Reconvertirse en amateur no es fácil, tampoco lo es encontrar la modulación adecuada para traducir la voz interior en una narración que nos interpele. Si para lo primero Cavalier sigue usando cámaras digitales ligeras y baratas que no embellecen la imagen mientras mantiene en el metraje cierta rugosidad primitiva (incluso con el uso de planos malos que un esteta habría rechazado), para lo segundo continúa confiando en toda esa dolorosa intimidad que tiene la transitoriedad del cuerpo y la permanencia del recuerdo como motores fundamentales de su cine más personal.

Être vivant et le savoir, trata, como lo hicieron otros filmes suyos, la enfermedad y la muerte, en este caso la de su amiga la escritora Emmanuèle Berheim.
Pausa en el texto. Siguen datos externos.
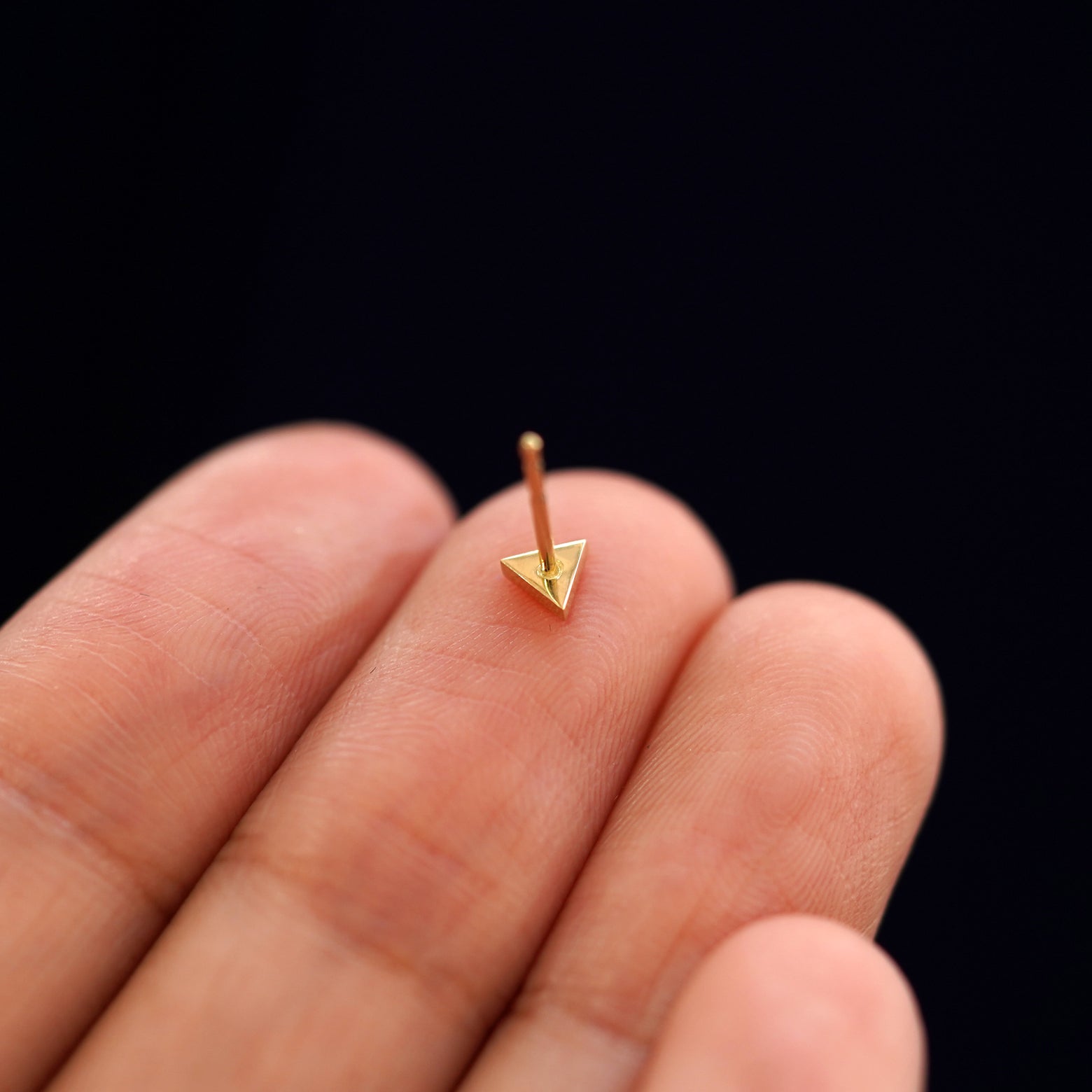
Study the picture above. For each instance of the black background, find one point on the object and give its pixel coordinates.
(820, 272)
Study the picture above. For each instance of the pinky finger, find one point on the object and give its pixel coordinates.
(792, 1002)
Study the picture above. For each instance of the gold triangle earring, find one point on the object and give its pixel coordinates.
(550, 571)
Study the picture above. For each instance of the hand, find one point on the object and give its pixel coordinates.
(298, 792)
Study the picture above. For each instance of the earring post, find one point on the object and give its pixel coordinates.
(531, 456)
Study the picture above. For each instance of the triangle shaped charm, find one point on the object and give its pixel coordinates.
(526, 569)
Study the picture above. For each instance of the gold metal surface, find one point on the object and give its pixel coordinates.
(550, 571)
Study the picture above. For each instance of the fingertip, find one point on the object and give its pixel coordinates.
(789, 1002)
(850, 636)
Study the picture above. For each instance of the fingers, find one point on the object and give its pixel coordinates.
(786, 1004)
(789, 772)
(148, 694)
(384, 895)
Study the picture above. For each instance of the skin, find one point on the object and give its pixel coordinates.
(298, 791)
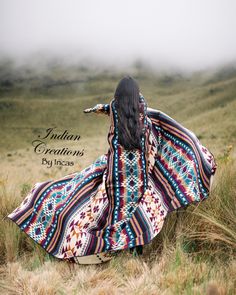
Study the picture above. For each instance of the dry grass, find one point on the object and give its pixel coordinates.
(193, 254)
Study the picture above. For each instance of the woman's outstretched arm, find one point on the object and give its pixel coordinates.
(100, 108)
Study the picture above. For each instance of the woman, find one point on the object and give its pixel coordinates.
(153, 166)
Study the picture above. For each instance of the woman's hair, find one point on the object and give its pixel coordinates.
(127, 106)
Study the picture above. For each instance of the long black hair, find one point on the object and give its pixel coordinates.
(127, 106)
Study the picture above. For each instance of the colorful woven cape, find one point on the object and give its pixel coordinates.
(122, 198)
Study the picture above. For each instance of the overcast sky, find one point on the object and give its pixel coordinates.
(185, 33)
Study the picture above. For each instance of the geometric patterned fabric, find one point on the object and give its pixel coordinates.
(121, 199)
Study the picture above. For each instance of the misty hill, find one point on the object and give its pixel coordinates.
(35, 98)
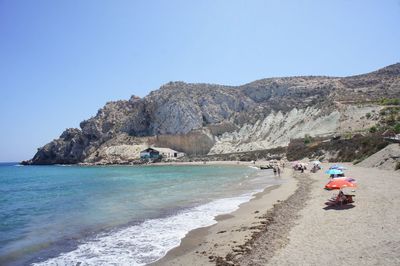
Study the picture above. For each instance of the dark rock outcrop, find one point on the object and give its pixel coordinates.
(189, 117)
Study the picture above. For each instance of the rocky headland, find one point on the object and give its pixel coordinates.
(210, 120)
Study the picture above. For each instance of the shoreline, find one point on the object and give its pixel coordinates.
(210, 245)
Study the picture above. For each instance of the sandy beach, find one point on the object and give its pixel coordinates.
(291, 225)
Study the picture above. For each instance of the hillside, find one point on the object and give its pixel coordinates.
(202, 119)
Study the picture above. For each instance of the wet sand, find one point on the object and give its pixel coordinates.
(291, 225)
(209, 245)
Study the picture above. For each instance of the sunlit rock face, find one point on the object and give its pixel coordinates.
(211, 119)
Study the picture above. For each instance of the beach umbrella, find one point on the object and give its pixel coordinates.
(334, 172)
(339, 184)
(339, 167)
(350, 179)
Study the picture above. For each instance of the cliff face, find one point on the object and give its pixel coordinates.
(204, 118)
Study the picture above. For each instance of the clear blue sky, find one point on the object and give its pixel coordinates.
(60, 61)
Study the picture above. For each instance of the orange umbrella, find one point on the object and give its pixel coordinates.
(339, 184)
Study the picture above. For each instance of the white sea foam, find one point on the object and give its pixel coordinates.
(148, 241)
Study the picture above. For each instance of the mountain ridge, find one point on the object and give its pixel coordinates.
(201, 118)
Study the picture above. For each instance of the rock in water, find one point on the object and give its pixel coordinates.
(205, 118)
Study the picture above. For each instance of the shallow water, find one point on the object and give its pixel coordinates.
(114, 214)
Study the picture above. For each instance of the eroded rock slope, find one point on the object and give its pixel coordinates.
(204, 119)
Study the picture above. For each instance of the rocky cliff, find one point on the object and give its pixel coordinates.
(204, 119)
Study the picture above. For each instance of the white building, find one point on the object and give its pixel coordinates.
(169, 153)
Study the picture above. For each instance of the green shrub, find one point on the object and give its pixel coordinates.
(396, 128)
(307, 139)
(390, 101)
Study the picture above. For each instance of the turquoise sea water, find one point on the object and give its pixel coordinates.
(63, 215)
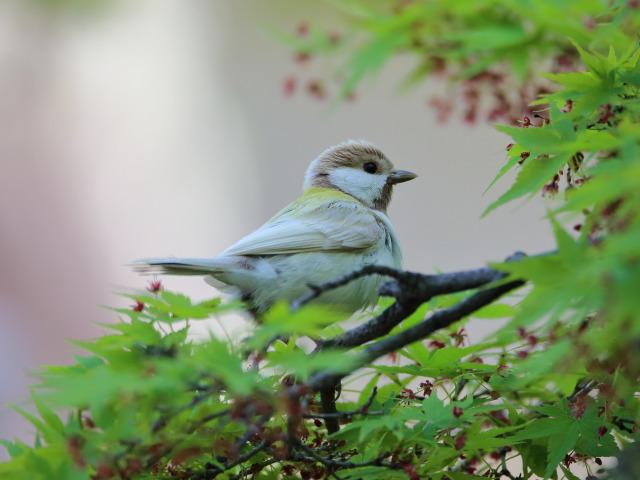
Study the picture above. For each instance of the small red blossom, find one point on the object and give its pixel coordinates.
(316, 89)
(568, 460)
(459, 337)
(606, 113)
(427, 388)
(568, 106)
(154, 285)
(523, 157)
(334, 38)
(579, 406)
(302, 29)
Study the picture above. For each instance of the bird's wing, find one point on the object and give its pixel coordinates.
(327, 226)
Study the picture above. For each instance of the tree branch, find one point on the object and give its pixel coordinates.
(409, 295)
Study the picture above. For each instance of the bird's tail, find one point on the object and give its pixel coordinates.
(182, 266)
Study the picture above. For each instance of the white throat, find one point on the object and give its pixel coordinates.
(366, 187)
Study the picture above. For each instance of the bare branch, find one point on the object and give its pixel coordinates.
(363, 410)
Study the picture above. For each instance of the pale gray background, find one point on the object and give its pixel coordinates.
(159, 127)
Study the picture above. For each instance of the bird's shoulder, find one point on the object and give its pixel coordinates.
(321, 219)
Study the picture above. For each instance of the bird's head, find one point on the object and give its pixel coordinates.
(357, 168)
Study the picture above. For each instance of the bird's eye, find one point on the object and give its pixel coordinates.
(370, 167)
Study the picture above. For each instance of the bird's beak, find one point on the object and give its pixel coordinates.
(399, 176)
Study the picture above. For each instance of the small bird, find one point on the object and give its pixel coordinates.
(338, 225)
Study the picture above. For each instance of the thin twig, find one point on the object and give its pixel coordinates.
(363, 410)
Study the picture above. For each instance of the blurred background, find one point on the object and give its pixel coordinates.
(163, 127)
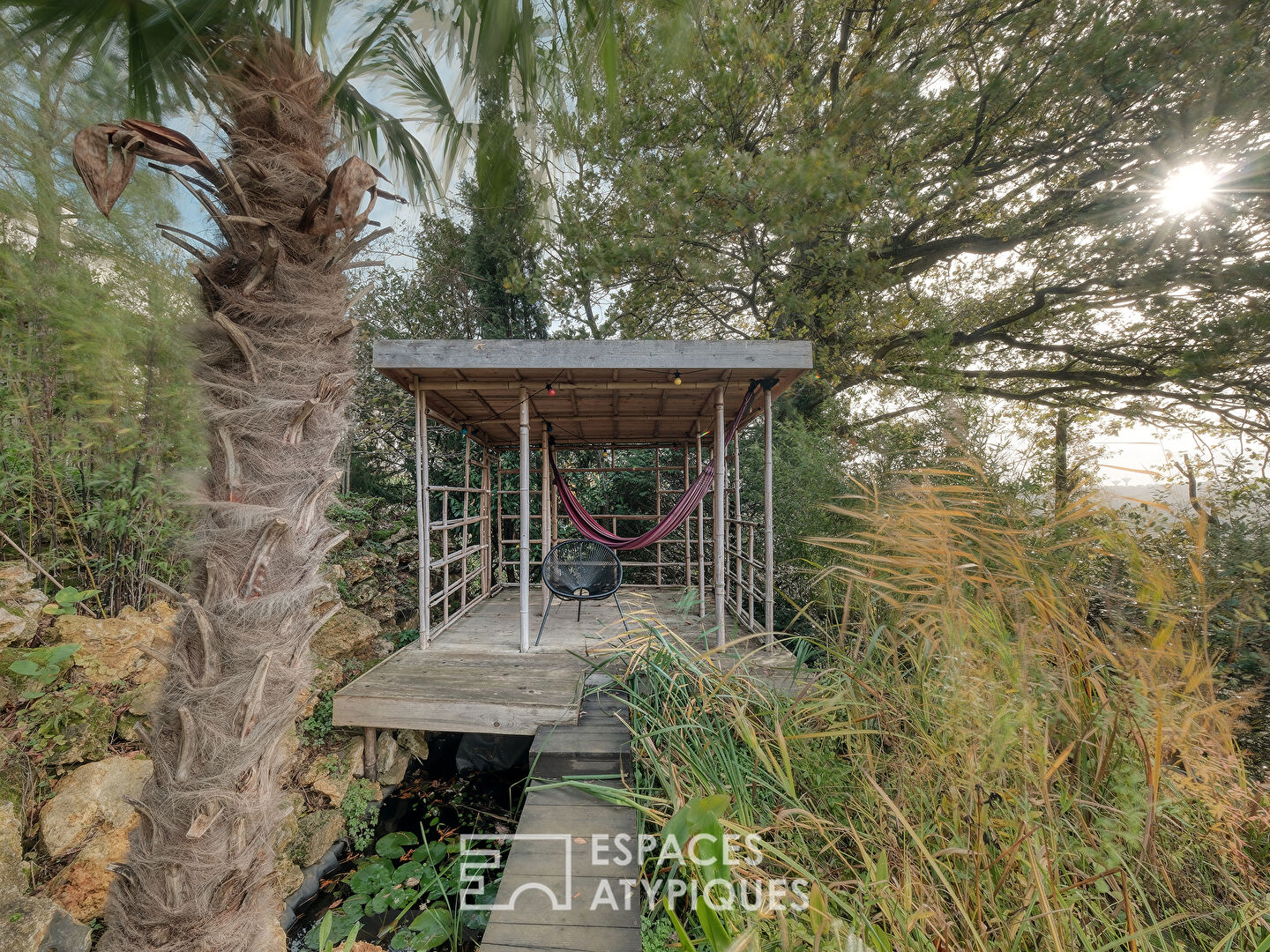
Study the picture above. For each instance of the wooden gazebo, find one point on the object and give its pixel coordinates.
(609, 406)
Pero filmar la muerte es también filmar el cuerpo y su degradación, algo que aquí, y entendemos sus razones, Cavalier quiere evitar a toda costa, recurriendo, como ha hecho antes en su cine ensayístico, a otras imágenes (alegóricas, indirectas), para remitirnos al tránsito entre dos tiempos, entre la presencia y la ausencia y, como ocurre en estos casos, la línea es tan fina que cuesta filmar sobre ella.